Media Unlimited director Magda Abu-Fadil brought up the need for serious review of media ethics and presented guidelines on good journalistic practice at the November 2014 seminar in Beirut.

There are regular calls to end sedition and sectarianism in Lebanon, she noted, but said there were no serious efforts to hold the media, bloggers and activists accountable, without resorting to draconian measures like jail sentences and banning of outlets.

Magda Abu-Fadil demonstrates how media fuel hate speech

Magda Abu-Fadil demonstrates how media fuel hate speech

She pointed to the Arabic Online Media Ethics Guide launched with colleague Rouba El Helou in May to help netizens publish acceptable content.

“There’s a great need to shed light on hate speech that leads to murder and other crimes,” said Abdel Salam Sidahmed, the Middle East regional representative at the Office of the High Commissioner for Human Rights (OHCHR), adding that racism was on the rise on the Internet and in social media.

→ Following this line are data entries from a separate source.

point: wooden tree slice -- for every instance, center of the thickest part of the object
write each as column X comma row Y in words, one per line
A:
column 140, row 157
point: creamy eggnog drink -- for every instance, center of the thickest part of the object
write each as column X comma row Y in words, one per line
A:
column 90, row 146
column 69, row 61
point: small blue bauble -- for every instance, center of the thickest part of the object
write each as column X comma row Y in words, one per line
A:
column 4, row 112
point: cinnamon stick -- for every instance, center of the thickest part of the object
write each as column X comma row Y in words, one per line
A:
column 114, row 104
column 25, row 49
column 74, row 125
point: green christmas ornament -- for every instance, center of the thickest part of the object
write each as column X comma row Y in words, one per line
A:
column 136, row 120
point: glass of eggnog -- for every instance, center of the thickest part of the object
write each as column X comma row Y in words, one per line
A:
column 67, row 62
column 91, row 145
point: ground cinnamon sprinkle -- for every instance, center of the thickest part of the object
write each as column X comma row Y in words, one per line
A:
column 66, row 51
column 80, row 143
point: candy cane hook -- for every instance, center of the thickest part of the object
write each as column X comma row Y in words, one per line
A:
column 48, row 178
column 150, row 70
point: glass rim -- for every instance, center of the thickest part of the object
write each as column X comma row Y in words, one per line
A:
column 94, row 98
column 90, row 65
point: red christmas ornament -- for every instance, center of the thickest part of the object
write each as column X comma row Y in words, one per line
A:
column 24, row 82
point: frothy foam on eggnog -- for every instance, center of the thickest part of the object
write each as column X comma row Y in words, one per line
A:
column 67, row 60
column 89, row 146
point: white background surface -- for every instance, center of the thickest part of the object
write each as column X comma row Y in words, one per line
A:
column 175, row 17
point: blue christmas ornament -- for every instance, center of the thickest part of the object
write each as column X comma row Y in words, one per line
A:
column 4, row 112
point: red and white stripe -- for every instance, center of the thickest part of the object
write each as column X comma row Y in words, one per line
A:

Attorney Tony Mikhael, who oversees Maharat’s media monitoring arm, explained hate speech in legal terms in Lebanon.

Attorney Tony Mikhael explains legalities and hate speech

Attorney Tony Mikhael explains legalities and hate speech

The event’s participants hailed from Lebanon, Syria, Jordan, Egypt, Morocco, Algeria, Tunisia, Yemen, Bahrain, Iraq, Qatar, Turkey and Norway.

Major Change in Syria War Coverage

A tectonic shift has occurred for media coverage in Syria with information gathering and dissemination evolving from assigning correspondents to the conflict to relying on citizen journalists and content from social media.

“We’re being bombarded with messages from every direction at breakneck speed, the likes of which we’ve never seen before,” Media Unlimited director Magda Abu-Fadil said.

Syria's civil war plays out on social media: AP

Syria’s civil war plays out on social media: AP

She told The Associated Press that as the conflict became more dangerous, legacy news organizations have had to turn to non-traditional means to fill their pages, air time and websites.

This has meant publishing and broadcasting text, photos and videos from ordinary citizens, activists, warriors and anybody with a mobile device, Internet connection or functioning telephone line.